RFR: 8366815: C2: Delay Mod/Div by constant transformation

Thu Oct 23 07:39:02 UTC 2025

On Thu, 23 Oct 2025 05:25:32 GMT, Emanuel Peter <epeter at openjdk.org> wrote:

>> The test cases show examples of code where `Value()` previously wasn't run because idealization took place before, resulting in less precise type analysis.
>> 
>> Please let me know what you think.
>
> We had a bit of an offline discussion in the office yesterday. Here a summary of my thoughts.
> 
> Ordering optimizations/phases in compilers is a difficult problem, it is not at all unique to this problem or even C2, all compilers have this problem.
> 
> Doing what @SirYwell does here, with delaying to IGVN is a relatively simple fix, and it at least addresses all cases where the `divisor` and the `comparison` are already parse time constants. I would consider that a win already. But the solution is a bit hacky.
> 
> The alternative that was suggested: delay it to post-loop-opts. But that is equally hacky really, it would have the same kind of delay logic where it is proposed now, just with a different "destination" (IGVN vs post-loop-opts). And it has the downside of preventing auto vectorization (SuperWord does not know how to deal with `Div/Mod`, no hardware I know of implements vectorized integer division, only floating division is supported). But delaying to post-loop-opts allows cases like @mhaessig showed, where control flow collapses during IGVN. We could also make a similar example where control flow collapses only during loop-opts, in some cases only after SuperWord even (though that would be very rare).
> 
> It is really difficult to handle all cases, and I don't know if we really need to. But it is hard to know which cases we should focus on.
> 
> Here a super intense solution that would be the most powerful I can think of right now:
> - Delay `transform_int_divide` to post-loop-opts, so we can wait for constants to appear during IGVN and loop-opts.
> - That would mean we have to accept regressions for the currently vectorizing cases, or we have to do some `transform_int_divide` inside SuperWord: add an `VTransform::optimize` pass somehow. This would take a "medium" amount of engineering, and it would be more C++ code to maintain and test.
> - Yet another possibility: during loop-opts, try to do `transform_int_divide` not just with constant divisor, but also loop-invariant divisor. We would have to find a way to do the logic of `transform_int_divide` that finds the magic constants in C2 IR instead of C++ code (there seem to be some "failure" cases in the computation, not sure if we can resolve those). If the loop has sufficient iterations, it can be profitable to do the magic constant calculation before the loop, and do only mul/shift/add inside the loop. But this seems like an optional add-on. But it would be really powerful. And it would make the `VTransform::optimiz...

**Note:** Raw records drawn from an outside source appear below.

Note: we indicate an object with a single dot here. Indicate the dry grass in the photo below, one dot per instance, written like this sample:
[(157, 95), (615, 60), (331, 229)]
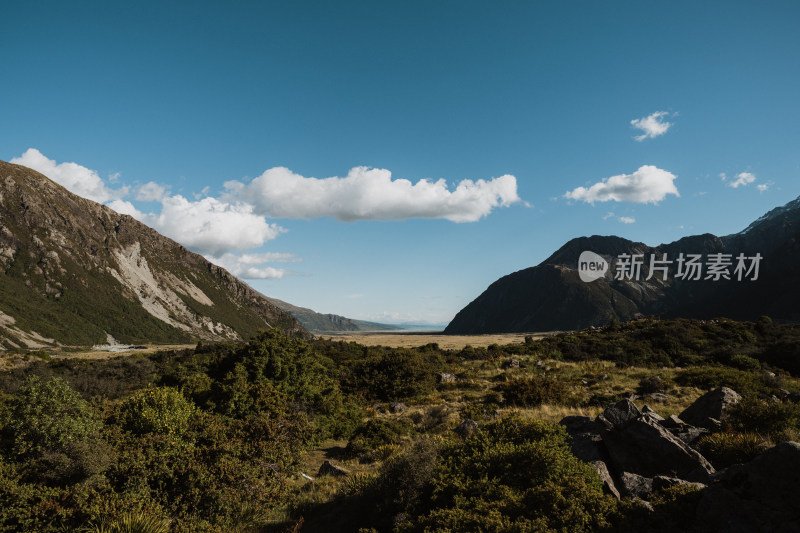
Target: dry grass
[(447, 342)]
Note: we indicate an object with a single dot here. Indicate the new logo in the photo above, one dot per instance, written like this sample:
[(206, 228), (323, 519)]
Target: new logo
[(591, 266)]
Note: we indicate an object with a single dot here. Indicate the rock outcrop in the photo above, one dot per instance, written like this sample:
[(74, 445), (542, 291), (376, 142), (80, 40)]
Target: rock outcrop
[(638, 453)]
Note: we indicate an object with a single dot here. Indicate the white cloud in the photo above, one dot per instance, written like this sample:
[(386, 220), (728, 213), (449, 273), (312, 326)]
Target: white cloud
[(75, 178), (652, 125), (742, 179), (124, 207), (150, 192), (624, 220), (253, 266), (648, 184), (211, 226), (372, 194)]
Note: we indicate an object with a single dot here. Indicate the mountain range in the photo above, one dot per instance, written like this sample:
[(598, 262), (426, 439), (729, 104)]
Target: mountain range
[(552, 295), (329, 323), (74, 272)]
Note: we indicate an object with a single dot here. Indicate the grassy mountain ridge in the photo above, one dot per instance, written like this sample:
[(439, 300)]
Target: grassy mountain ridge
[(327, 322)]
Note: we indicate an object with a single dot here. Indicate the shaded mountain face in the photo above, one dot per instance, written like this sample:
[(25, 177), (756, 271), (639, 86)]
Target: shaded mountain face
[(552, 296), (329, 323), (73, 271)]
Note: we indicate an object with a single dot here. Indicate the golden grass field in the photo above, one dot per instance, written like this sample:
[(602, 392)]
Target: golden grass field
[(447, 342)]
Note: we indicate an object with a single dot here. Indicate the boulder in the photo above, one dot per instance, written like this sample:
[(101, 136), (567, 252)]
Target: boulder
[(657, 397), (445, 377), (330, 469), (652, 414), (643, 446), (585, 440), (609, 487), (635, 486), (710, 408), (620, 414), (757, 496), (466, 428)]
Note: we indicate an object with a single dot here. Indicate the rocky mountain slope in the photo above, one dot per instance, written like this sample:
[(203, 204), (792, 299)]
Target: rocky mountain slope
[(328, 323), (551, 296), (73, 271)]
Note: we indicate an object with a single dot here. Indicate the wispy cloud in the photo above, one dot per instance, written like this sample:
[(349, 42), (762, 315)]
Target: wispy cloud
[(371, 194), (652, 125), (648, 184), (253, 266)]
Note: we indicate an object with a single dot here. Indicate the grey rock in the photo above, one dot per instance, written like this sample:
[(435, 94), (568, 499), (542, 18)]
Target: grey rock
[(652, 414), (757, 496), (657, 397), (712, 405), (673, 422), (330, 469), (585, 441), (609, 487), (621, 413), (645, 447), (635, 485)]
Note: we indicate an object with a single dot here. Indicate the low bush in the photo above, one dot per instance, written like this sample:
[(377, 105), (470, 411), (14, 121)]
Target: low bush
[(752, 415), (711, 376), (377, 432), (162, 410), (725, 449), (532, 391)]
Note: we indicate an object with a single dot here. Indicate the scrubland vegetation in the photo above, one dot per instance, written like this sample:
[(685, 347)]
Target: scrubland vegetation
[(225, 437)]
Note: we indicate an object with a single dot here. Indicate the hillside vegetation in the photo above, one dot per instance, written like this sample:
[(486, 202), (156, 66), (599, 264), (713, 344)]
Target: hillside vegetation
[(290, 434)]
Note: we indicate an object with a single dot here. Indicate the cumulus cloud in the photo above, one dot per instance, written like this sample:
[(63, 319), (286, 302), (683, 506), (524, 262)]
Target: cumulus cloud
[(652, 125), (212, 226), (648, 184), (742, 179), (624, 220), (150, 192), (371, 194), (253, 266), (75, 178)]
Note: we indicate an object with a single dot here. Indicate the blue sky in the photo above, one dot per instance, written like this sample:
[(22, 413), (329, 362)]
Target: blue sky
[(208, 120)]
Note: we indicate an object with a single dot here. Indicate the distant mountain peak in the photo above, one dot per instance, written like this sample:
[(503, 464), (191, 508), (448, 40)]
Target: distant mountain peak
[(552, 296), (73, 271)]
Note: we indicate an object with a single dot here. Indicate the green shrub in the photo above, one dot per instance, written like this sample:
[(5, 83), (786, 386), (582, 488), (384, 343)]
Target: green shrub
[(752, 415), (744, 362), (532, 391), (514, 475), (725, 449), (131, 522), (162, 410), (710, 377), (377, 432), (47, 416)]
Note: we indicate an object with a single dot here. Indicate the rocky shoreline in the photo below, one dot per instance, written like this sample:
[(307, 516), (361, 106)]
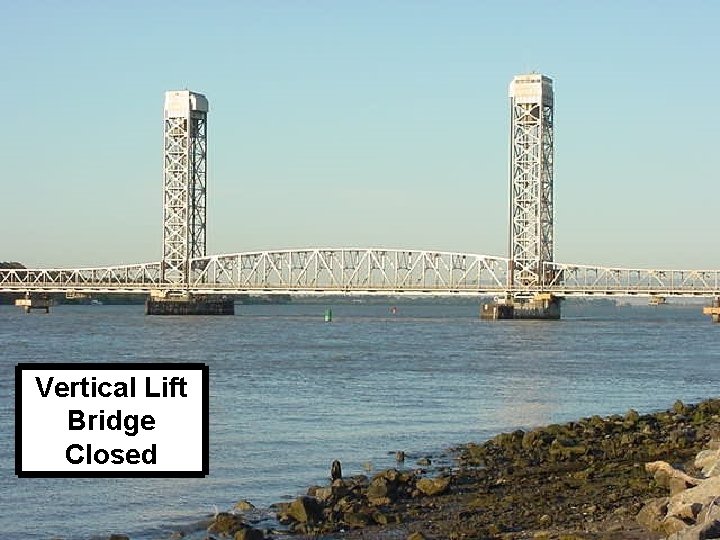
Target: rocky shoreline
[(587, 479)]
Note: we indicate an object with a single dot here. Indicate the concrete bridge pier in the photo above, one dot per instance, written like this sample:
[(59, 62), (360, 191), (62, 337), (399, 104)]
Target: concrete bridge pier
[(541, 306), (713, 310), (186, 303)]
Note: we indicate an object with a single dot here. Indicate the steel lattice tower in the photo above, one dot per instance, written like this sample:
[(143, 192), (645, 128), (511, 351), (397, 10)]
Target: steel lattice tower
[(184, 183), (531, 179)]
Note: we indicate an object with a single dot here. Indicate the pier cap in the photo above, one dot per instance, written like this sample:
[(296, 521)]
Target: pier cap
[(180, 103), (531, 88)]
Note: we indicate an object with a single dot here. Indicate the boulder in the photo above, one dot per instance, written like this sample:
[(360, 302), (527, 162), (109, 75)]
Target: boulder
[(653, 513), (335, 470), (226, 524), (434, 486), (249, 534), (305, 509), (243, 506)]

Thanks for the summary @eme64. I totally agree that it's a bit hacky, but the current state is the least invasive. I'd also be interested in going further steps in the same direction, but I feel like the work increases significantly more than the benefits (at least as long as we don't generalize it to also optimize for loop invariant non-constants, but that's also a lot of work).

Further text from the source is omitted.